In conclusione, l’impegno dei federalisti ha successo e fa la differenza quando, approfittando degli elementi contingenti favorevoli alla causa dell’Europa unita, riesce a far leva sulla necessità degli Stati membri di risolvere problemi impellenti per i quali soluzioni efficaci possono arrivare solo dall’integrazione europea.

Alla luce di queste riflessioni, quali prospettive di successo hanno le proposte più coraggiose di riforma emerse dalla Conferenza sul futuro dell’Europa grazie al lavoro del MFE e dell’UEF? Ebbene, il caso e la necessità sembrano giocare a favore della causa federalista. Si considerino per prime le contingenze che si sono verificate in questo momento storico: la pandemia e la guerra in Ucraina nella loro tragicità hanno fortemente ricompattato il fronte occidentale e la stessa Unione europea verso la ricerca di soluzioni comuni.
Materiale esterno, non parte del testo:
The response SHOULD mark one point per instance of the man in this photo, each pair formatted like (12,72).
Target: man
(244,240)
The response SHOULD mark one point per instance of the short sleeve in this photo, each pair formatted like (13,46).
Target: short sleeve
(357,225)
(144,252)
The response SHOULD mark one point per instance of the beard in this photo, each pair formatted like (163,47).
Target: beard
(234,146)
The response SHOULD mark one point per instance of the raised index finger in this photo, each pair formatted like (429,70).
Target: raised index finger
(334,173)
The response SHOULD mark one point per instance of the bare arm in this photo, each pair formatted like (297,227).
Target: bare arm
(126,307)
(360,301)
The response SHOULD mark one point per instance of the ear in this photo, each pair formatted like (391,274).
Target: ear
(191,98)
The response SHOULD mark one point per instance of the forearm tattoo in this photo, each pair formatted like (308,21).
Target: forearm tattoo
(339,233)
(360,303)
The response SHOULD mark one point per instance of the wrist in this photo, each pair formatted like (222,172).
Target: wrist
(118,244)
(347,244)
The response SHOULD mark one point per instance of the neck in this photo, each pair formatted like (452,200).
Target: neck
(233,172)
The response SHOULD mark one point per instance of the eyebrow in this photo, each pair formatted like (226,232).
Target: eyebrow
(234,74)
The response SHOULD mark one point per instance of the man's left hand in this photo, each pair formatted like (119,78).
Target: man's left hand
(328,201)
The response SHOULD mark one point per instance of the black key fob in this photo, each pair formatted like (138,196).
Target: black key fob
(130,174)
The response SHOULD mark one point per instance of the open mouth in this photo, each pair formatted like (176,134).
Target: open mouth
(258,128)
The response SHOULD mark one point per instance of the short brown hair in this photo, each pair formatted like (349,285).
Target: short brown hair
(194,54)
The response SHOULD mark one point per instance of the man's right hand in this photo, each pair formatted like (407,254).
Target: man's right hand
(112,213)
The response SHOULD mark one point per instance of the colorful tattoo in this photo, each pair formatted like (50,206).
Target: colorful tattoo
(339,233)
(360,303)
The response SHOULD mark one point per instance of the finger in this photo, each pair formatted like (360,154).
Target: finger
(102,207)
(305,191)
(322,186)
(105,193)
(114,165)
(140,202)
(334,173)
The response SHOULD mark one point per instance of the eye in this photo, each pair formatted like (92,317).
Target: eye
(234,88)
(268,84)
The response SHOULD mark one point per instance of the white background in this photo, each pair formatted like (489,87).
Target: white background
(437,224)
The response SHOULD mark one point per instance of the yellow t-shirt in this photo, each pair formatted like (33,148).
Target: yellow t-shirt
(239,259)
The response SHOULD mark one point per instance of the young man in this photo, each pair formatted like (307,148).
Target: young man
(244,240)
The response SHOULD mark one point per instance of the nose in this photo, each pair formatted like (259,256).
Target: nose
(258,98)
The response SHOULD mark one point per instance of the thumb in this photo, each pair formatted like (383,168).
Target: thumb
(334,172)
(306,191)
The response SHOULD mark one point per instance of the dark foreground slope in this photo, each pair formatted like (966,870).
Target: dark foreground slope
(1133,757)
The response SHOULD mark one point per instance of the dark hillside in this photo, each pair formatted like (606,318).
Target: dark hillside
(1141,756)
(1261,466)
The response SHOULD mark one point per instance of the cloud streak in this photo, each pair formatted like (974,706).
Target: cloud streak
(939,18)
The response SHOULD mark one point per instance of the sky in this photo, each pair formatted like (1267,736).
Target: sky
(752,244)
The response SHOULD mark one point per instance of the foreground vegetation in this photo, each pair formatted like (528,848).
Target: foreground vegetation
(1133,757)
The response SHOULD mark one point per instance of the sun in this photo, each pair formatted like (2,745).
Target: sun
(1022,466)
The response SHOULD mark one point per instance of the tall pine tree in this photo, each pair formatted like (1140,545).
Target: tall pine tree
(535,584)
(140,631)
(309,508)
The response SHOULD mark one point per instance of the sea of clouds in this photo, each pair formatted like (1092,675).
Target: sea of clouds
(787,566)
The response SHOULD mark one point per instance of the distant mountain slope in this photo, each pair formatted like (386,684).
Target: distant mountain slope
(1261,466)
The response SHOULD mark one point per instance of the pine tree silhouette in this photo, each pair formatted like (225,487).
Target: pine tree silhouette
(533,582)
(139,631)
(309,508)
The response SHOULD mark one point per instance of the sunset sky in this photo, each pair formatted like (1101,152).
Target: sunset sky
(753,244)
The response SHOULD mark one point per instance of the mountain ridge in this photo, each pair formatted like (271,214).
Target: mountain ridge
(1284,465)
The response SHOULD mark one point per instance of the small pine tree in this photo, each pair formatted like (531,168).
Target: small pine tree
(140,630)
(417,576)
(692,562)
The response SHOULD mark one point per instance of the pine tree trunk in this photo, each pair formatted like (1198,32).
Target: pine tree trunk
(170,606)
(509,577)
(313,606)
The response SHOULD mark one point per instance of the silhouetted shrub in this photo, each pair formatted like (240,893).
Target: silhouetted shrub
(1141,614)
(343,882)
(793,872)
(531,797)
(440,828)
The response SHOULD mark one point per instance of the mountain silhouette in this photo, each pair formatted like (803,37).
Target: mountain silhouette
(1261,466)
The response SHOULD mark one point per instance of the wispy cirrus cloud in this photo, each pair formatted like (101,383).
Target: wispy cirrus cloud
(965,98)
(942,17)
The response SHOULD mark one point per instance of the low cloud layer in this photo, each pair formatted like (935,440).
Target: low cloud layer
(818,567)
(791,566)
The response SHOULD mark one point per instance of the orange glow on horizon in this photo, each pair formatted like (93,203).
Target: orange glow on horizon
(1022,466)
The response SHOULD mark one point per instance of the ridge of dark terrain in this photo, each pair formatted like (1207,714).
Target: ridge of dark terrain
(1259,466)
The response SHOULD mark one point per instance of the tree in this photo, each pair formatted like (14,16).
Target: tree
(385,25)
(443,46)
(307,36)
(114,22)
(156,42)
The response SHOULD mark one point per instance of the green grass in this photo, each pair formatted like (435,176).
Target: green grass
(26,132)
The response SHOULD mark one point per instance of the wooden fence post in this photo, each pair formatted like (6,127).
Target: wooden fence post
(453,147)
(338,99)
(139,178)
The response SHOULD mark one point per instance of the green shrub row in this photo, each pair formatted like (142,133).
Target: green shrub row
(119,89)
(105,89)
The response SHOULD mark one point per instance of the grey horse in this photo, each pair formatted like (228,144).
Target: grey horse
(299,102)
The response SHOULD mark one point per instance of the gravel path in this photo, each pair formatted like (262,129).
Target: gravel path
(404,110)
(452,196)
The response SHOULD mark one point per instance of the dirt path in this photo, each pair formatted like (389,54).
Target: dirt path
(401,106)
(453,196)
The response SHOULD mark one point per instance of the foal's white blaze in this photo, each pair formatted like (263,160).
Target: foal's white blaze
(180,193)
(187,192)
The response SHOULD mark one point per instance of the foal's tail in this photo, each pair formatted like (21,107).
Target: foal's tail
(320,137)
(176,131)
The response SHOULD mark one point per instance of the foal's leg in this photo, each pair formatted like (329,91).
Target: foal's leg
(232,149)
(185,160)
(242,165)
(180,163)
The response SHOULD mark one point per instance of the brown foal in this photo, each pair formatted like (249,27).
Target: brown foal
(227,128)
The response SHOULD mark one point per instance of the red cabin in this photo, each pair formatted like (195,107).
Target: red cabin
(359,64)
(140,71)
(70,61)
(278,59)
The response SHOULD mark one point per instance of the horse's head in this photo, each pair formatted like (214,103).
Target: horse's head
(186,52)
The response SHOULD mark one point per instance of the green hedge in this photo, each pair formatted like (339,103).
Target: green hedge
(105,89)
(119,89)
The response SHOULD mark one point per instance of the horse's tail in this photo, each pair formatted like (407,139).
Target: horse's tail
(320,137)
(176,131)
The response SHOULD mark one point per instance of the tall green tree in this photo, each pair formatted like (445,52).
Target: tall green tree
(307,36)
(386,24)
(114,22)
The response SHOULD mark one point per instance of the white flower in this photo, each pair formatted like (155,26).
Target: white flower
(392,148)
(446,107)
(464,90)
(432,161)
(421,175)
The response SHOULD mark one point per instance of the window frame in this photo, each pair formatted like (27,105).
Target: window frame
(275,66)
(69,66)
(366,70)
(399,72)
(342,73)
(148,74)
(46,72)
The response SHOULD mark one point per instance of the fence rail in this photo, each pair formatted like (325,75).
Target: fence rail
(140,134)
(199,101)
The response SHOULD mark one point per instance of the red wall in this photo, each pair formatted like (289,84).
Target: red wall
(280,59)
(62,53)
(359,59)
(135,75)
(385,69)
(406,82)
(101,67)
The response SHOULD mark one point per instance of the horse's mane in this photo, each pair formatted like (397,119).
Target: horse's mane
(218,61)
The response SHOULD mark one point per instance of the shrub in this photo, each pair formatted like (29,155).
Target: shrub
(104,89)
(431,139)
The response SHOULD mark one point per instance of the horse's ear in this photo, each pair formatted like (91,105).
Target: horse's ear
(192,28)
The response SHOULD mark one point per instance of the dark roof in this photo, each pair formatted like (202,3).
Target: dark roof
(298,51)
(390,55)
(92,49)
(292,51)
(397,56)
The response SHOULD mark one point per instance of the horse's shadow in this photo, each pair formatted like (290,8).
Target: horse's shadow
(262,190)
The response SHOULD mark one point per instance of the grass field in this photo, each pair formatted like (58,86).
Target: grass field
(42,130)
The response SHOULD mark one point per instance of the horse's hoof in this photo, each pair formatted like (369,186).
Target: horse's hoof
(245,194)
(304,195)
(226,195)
Allo stesso tempo, caso unico nella storia, in Francia, Germania e Italia sono presenti delle leadership fortemente a favore dello sviluppo di una sovranità europea, se non esplicitamente di un’evoluzione federale dell’Unione. Quanto alla necessità, i governi da soli faticano a tutelare gli interessi essenziali dei loro cittadini, la cui sicurezza e benessere sono ormai in pericolo con l’arrivo della stagflazione, le difficoltà nell’approvvigionamento del gas e la guerra ai confini dell’Europa. In questo contesto, aumentano le possibilità che le proposte federaliste sviluppate nel corso della Conferenza, in particolare la creazione di una competenza fiscale autonoma dell’Unione, la soppressione del diritto di veto nel Consiglio, l’avvio della difesa comune e la creazione di una politica energetica dell’Unione, vengano fatte proprie dalle istituzioni europee e da un gruppo decisivo di Stati.

Detto questo, non è detto che, nonostante il contesto favorevole, la “finestra di opportunità” aperta dalla Conferenza sul futuro dell’Europa venga effettivamente sfruttata. Ci sono mille ragioni di politica interna ed estera, per cui le leadership in teoria favorevoli alle riforme necessarie alla sopravvivenza degli Europa decidano di tergiversare finché non sarà troppo tardi. La fragilità del quadro politico è stata confermata dai risultati delle elezioni legislative in Francia e lo sarà ancora di più da quelle del prossimo anno in Italia. Nulla è dato per scontato ed è qui che entrano in gioco le forze progressiste che vedono nell’evoluzione federale dell’Unione la chiave per il futuro. In questi mesi chiave, dopo il grande lavoro fatto durante la Conferenza, i federalisti europei devono continuare a rimboccarsi le maniche: bisogna fare pressione sulle istituzioni europee ed i governi affinché le proposte più avanzate della Conferenza vengano effettivamente discusse ed introdotte nel progetto riforma dei Trattati la cui procedura è stata da poco attivata. Ancora una volta, non saranno il caso e la necessità a determinare il destino degli europei: ciò che farà la differenza è l’impegno politico di chi crede nel futuro federale dell’Europa.